While fan-forums and communities of people with similar interests create spaces for student writers to explore and publish online, it’s interesting that Cadle feels the need to defend her use of a general blog in “Why I Still Blog.” Her defensive title and stance suggest that blogs are a bit of a dinosaur in digital composition, but she makes a strong case for continuing to have students write blogs. One of her points is that blogs are different from the social-media writing done by so many students; blogs allow for the creation of a writer’s identity and extended writing through time that status updates and tweets do not. You may argue that social media allows for the creation of a writer’s identity, but I don’t think an identity on social media carries the same ethos as one students can create in a blog. And the ability to sustain a central focus over time just doesn’t really exist in social media. I particularly appreciate how much information Cadle shares about her methods of teaching. This is the kind of detail I would have liked to have seen in the Santos and Leahy piece.
Like a blog, the EM-Journal at Eastern Michigan University was an interesting undertaking because it created a digital forum for student writing that had a real audience, not just an instructor-audience. Similar to many student publications, it required sustained interest by a group of students to continue. Once that interested group graduated, the journal folded, but I wonder if I could implement something like this in my own FYW classroom. I’m thinking about attempting to create an online journal that would include pieces representing each of my student’s research projects. This is just a preliminary thought, but reading about EM-Journal definitely got me thinking. I have an Honors student who wants to do an extensive project for Honor’s credit, and I think this may be a good project for her.
I began teaching this semester thinking that I would have my FYW students transform their research papers into some type of three dimensional project in the mode of Jody Shipka’s work. As I read more about digital rhetoric, I find myself more interested in leaning toward projects that require the students to use technologies that they are likely to use in their careers after college. The article “Revisualizing Composition: How First Year Writers use Composition Technologies,” by Moore, et al, reminded me of what I see daily in my class: students using their smart phones for the majority of their composing. The research found that students use cell phones for their most frequently composed genres. Besides the obvious genres of texts and social media, I see students take notes on their cell phones and even conduct database research for academic articles on their phones. All of this makes me think more and more about the writing I am asking students to do and the role that writing plays in the real world and even in their own lives. Wouldn’t it be more worthwhile to give them opportunities to explore and perfect the digital writing they do and will continue to do, rather than ask them to practice and perfect genres that only exist in the classroom?

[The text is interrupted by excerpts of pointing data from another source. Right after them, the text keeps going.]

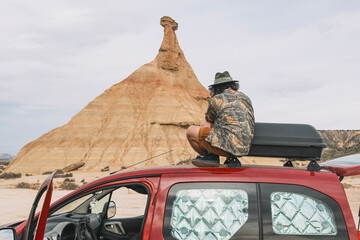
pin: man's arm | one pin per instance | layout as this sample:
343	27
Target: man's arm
210	114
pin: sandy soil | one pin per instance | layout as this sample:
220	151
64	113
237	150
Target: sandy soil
16	203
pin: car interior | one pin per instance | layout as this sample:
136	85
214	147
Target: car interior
109	214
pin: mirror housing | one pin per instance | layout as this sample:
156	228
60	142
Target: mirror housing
7	234
111	209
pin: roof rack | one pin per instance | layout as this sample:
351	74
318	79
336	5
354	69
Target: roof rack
291	141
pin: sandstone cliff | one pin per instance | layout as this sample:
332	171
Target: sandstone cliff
340	143
142	116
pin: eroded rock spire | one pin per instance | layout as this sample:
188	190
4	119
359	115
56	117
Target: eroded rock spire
169	53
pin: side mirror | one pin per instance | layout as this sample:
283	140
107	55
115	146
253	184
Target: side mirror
7	234
111	209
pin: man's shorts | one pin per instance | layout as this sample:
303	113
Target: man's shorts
205	145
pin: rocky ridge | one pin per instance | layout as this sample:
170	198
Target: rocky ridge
144	115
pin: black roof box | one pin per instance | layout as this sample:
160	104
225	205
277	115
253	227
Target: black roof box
293	141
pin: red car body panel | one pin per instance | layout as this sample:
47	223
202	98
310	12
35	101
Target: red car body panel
160	179
343	171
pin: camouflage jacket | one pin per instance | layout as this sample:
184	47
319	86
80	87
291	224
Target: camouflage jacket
232	115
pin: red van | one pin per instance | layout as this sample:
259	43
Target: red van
187	202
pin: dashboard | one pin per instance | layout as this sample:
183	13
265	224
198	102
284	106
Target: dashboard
67	226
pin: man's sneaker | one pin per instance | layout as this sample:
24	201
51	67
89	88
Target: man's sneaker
209	160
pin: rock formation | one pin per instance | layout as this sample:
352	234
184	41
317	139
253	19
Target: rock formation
340	143
142	116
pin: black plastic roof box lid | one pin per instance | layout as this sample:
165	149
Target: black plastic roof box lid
294	141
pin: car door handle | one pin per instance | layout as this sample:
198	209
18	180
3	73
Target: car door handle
115	227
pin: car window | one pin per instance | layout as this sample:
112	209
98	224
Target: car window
293	212
298	214
129	203
209	211
72	205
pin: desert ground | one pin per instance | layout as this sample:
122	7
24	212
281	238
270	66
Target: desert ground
16	202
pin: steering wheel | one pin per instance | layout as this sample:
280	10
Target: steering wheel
83	230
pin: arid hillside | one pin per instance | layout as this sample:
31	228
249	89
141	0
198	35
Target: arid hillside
142	116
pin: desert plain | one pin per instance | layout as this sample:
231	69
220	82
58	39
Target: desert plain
15	203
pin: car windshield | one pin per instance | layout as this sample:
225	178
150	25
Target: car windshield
72	205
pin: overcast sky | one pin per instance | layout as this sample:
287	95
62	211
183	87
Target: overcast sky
299	61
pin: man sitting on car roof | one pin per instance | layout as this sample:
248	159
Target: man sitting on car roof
229	126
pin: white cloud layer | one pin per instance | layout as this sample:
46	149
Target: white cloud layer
297	60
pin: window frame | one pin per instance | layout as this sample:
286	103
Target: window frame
266	189
250	229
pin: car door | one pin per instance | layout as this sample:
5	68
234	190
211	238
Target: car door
47	188
127	210
298	212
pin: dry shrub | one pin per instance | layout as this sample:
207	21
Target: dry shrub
23	185
105	169
66	175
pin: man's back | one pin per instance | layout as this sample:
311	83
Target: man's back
232	114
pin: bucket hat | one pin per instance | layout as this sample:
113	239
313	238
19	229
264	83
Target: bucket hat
221	78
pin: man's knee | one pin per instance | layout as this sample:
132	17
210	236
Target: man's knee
192	132
205	124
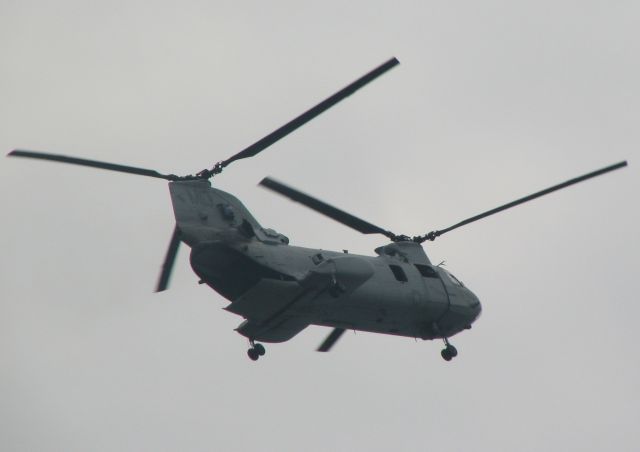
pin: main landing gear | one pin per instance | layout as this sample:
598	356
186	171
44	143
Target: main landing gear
255	351
449	351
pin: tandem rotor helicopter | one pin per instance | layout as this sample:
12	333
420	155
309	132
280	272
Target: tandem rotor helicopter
280	289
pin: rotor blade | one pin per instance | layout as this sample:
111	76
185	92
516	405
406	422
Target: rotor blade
434	234
167	265
311	113
91	163
332	212
331	339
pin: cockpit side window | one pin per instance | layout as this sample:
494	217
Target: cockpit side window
398	273
426	270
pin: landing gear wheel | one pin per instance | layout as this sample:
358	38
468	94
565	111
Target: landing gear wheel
449	352
253	354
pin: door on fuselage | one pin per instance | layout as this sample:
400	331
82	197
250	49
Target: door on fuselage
436	293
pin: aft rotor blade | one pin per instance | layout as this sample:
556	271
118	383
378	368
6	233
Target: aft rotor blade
331	339
434	234
167	266
91	163
332	212
311	113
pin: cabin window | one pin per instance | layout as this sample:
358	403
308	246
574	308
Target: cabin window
398	273
453	279
426	270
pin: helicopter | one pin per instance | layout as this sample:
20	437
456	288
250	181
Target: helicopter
280	289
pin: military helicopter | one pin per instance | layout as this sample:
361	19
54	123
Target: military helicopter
280	289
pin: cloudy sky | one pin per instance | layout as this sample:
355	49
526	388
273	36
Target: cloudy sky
493	100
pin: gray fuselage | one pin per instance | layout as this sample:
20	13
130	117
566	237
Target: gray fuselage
280	289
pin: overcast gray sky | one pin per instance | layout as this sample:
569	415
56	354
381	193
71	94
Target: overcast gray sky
492	100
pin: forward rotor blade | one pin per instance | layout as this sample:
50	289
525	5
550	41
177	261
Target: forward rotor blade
91	163
331	339
434	234
311	113
167	266
332	212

The data generated by Moore, et al’s article is a good example of what McNely and Teston refer to in their chapter, “Tactical and Strategic: Qualitative Approaches to the Digital Humanities.” McNely and Teston mention a tension between data-driven research, like than in Moore, et al, and research based in theory. The humanities have traditionally conducted theoretical research, so it’s interesting to hear the authors discuss methods to collect materials. I think the humanities have suffered from a bit of science-envy, but DH seems to open up a space for the humanities to be more data-driven.
I found that I was able to make connections between all of the readings this week. They all seemed to discuss similar ideas; however there was one, lone article that is sitting outside the connections I’m able to make with the others. The article, “Hacking Spaces: Place as Interface,” by Walls, et al, focuses on how classrooms and computer labs should be set up. I guess, if we are going to encourage DH writing, we need to have classrooms that allow for the effective use of technology. It seems to me that computer labs are becoming obsolete. The majority of students have their own laptops. What we really need are data projectors and outlets that allow students to connect their own computers and collaborate with their classmates on projects that can be projected around the room. As I reflect on this, even this article connects to the others: if we are going to move our students to composing in DH more, than we need to have classroom spaces that allow for the use of digital technologies.